Isto sem falar dos terremotos, maremotos, furacões, erupções vulcânicas e tsunamis que ao longo da história sempre causaram grandes tragédias.

Fica complicado falar em sinais dos tempos quando o mundo sempre conviveu com todas estas tragédias e catástrofes. O pior está ainda por vir? Tenho minhas dúvidas. O que poderia ser pior que um meteoro de proporções gigantescas caindo sobre a Terra e destruindo praticamente toda a vida? Segundo os cientistas isto já ocorreu na pré-história.

Não se trata de indiferença ou descaso, pois quem conhece bem a história deste mundo sabe que ele é um lugar bem perigoso para se viver.

E mais, milhões morrendo do outro lado do mundo não tem o mesmo impacto que apenas um, que você conhece e ama, morrendo ao seu lado.

JulianoCG disse...

nossa adaptabilidade é uma faca de dois gumes, pois se por um lado deixams de ver as mazelas do mundo, um médico se desestababilizaria sempre algum paciente morresse.
a arte está em manter nossa indignação onde elas não só cabe, mas é necessária e atenuá-la quando preciso. o discernimento vem com a prática.

CH disse...

Tenho um amigo bombeiro voluntário acostumado a prestar socorro em acidentes de trânsito e a recolher o que sobra quando não há mais o que fazer. Perguntei a ele certa vez o que sentia ao ver aquelas cenas. Ele me disse que não humanizava o que via, os corpos, para ele, seriam apenas restos de uma coisa qualquer, que não um ser humano. Assim, no máximo dá um pouco de nojo, mas acostuma.

Contou-me também que, na única experiência que fez consigo mesmo, quando ousou ir ao enterro de um rapaz que havia "recolhido" certa vez, passou a sentir a perda do rapaz como se fosse um amigo próximo. A dor levou dias para passar. Aquele resto de carne agora tinha nome e história.

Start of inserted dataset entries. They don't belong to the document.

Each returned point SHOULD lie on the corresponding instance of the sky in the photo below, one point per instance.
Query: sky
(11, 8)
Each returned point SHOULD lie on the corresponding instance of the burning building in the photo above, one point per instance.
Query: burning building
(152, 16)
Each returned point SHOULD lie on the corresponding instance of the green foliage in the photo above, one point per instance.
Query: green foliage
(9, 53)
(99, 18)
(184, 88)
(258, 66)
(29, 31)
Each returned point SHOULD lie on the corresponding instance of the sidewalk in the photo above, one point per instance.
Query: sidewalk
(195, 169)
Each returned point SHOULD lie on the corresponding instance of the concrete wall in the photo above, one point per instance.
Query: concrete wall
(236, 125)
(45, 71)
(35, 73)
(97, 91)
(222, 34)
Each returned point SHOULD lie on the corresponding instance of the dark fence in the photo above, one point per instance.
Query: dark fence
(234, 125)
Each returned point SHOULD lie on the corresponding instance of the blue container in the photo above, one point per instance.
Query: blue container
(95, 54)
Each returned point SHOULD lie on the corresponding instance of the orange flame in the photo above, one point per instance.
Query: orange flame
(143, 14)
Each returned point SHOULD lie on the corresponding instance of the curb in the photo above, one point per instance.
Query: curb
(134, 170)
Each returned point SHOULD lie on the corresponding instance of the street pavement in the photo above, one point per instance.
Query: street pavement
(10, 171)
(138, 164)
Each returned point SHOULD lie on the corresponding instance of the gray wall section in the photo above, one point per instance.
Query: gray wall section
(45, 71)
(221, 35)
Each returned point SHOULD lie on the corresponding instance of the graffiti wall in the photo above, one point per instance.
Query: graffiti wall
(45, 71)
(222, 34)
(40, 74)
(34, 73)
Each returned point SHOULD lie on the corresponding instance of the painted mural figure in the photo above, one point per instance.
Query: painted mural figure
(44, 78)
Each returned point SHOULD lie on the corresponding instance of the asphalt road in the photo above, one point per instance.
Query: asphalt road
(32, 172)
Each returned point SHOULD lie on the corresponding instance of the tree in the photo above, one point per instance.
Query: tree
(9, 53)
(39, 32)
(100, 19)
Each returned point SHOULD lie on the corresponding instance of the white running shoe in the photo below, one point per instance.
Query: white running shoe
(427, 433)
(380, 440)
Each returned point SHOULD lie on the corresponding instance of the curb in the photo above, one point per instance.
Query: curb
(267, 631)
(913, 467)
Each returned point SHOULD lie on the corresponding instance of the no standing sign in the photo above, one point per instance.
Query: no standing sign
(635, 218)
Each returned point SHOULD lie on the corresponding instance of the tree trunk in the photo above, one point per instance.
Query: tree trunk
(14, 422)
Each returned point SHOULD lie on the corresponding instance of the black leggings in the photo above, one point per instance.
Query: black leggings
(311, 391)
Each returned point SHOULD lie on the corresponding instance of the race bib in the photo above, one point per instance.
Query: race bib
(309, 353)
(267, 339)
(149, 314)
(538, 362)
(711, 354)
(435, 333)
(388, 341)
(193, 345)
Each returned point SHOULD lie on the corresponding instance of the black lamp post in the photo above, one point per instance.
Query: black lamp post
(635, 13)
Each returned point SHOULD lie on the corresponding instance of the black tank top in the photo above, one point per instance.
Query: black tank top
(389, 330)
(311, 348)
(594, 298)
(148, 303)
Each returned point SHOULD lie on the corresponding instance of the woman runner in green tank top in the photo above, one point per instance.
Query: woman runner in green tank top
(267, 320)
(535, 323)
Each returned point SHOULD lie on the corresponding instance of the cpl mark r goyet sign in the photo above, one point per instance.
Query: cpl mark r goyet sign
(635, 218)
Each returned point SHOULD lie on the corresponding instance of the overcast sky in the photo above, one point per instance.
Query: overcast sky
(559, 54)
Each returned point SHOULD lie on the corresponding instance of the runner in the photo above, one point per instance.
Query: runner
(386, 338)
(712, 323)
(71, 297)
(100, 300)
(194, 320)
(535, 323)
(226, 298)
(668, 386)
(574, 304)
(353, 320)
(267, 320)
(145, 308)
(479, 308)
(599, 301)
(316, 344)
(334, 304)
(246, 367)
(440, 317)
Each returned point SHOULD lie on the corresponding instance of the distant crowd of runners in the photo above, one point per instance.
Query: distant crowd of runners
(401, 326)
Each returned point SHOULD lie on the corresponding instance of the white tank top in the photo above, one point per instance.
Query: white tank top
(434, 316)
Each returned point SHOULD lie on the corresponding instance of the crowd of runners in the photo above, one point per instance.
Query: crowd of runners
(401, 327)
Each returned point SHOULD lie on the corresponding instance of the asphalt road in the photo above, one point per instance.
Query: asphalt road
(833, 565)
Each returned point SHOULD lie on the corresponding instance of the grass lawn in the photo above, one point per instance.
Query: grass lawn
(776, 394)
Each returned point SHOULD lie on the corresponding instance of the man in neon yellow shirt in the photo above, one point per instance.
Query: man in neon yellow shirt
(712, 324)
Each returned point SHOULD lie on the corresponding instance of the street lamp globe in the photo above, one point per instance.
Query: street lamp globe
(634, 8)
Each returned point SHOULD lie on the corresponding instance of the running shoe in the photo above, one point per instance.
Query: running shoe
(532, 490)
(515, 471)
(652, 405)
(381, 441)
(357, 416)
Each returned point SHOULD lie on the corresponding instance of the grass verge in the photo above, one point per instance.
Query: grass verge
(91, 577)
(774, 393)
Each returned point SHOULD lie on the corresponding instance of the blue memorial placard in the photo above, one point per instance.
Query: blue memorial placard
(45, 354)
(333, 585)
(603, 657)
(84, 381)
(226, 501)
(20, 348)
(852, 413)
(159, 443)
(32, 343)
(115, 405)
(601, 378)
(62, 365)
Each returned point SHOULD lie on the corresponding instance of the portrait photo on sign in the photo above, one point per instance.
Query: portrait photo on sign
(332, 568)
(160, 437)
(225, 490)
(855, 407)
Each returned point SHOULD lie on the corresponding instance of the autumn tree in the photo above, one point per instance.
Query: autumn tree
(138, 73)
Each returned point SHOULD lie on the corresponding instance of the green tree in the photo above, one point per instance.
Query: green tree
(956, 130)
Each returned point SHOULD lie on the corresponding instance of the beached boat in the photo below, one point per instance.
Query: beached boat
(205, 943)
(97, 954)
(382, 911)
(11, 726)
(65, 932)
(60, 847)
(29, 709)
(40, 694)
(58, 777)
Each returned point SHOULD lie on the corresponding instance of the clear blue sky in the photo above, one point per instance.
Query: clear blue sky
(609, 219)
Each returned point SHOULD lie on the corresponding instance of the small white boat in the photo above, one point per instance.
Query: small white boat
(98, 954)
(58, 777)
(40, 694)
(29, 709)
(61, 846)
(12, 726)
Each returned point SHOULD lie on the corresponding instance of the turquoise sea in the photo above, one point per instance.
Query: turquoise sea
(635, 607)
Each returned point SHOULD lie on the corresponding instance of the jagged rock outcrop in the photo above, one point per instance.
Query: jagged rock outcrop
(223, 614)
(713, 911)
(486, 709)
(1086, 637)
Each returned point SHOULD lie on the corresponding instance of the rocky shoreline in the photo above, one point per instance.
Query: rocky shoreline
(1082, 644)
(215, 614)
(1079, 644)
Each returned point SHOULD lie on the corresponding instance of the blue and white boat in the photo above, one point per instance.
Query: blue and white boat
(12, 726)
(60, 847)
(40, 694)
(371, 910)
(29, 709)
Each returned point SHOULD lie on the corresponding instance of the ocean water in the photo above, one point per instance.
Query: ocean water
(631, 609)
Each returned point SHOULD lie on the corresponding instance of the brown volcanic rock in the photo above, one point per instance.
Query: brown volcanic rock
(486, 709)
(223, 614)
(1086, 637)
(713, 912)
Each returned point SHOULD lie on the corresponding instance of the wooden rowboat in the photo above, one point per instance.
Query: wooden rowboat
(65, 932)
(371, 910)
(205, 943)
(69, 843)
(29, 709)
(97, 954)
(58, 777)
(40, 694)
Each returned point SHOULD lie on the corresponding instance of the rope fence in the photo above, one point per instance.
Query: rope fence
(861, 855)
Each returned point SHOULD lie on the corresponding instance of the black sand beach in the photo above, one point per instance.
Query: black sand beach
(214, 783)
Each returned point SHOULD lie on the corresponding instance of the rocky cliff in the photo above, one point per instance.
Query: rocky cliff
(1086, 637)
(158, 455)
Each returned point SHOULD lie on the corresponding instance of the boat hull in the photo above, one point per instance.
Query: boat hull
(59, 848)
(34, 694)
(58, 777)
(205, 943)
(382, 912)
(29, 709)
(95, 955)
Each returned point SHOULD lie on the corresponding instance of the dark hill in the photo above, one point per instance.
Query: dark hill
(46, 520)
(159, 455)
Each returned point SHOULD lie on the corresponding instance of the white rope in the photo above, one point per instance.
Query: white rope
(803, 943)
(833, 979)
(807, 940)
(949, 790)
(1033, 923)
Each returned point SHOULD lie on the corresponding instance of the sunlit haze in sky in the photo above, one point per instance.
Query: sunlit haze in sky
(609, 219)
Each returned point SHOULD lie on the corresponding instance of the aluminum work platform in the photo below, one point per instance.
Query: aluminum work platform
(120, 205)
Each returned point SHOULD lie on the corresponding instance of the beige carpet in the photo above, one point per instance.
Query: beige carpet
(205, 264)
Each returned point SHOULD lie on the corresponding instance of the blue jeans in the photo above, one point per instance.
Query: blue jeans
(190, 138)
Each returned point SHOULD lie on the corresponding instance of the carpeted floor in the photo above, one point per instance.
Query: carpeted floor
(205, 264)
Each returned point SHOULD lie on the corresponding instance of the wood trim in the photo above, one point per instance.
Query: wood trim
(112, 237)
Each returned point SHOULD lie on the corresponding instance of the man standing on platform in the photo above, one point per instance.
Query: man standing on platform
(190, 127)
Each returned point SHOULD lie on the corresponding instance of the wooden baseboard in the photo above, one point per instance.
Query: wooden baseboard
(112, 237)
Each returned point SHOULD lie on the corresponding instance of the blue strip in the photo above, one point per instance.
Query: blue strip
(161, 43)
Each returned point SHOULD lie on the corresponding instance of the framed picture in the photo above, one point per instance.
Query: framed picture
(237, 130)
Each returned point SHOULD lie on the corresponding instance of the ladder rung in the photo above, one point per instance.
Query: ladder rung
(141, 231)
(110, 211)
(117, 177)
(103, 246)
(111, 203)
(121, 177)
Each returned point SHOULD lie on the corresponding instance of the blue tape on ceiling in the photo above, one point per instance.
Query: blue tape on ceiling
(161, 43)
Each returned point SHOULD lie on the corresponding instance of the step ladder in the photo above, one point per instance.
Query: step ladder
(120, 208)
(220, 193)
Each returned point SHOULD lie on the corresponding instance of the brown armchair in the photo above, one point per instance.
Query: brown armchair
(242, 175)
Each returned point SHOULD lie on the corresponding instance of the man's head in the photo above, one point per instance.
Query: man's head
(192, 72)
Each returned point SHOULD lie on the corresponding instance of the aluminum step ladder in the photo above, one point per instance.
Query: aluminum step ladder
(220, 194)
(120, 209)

Outro exemplo, a tragédia das chuvas daqui de SC, em que um colega próximo perdeu NOVE parentes, incluindo pai e mãe, de uma hora pra outra, sendo ele o único sobrevivente de um desabamento, causou-me comoção infinitamente maior do que a queda do avião da AirFrance. Apenas ao ler sobre as pessoas que estavam no avião, sobre suas vidas, seus projetos, seus sonhos, me dei conta da magnitude real do evento.

Parece-me que os números não fazem muita diferença quando não temos nenhuma ligação sentimental direta ou indireta com o fato. Bem dizem que a morte de um ser humano é uma tragédia, mas a morte de muitos é uma estatística.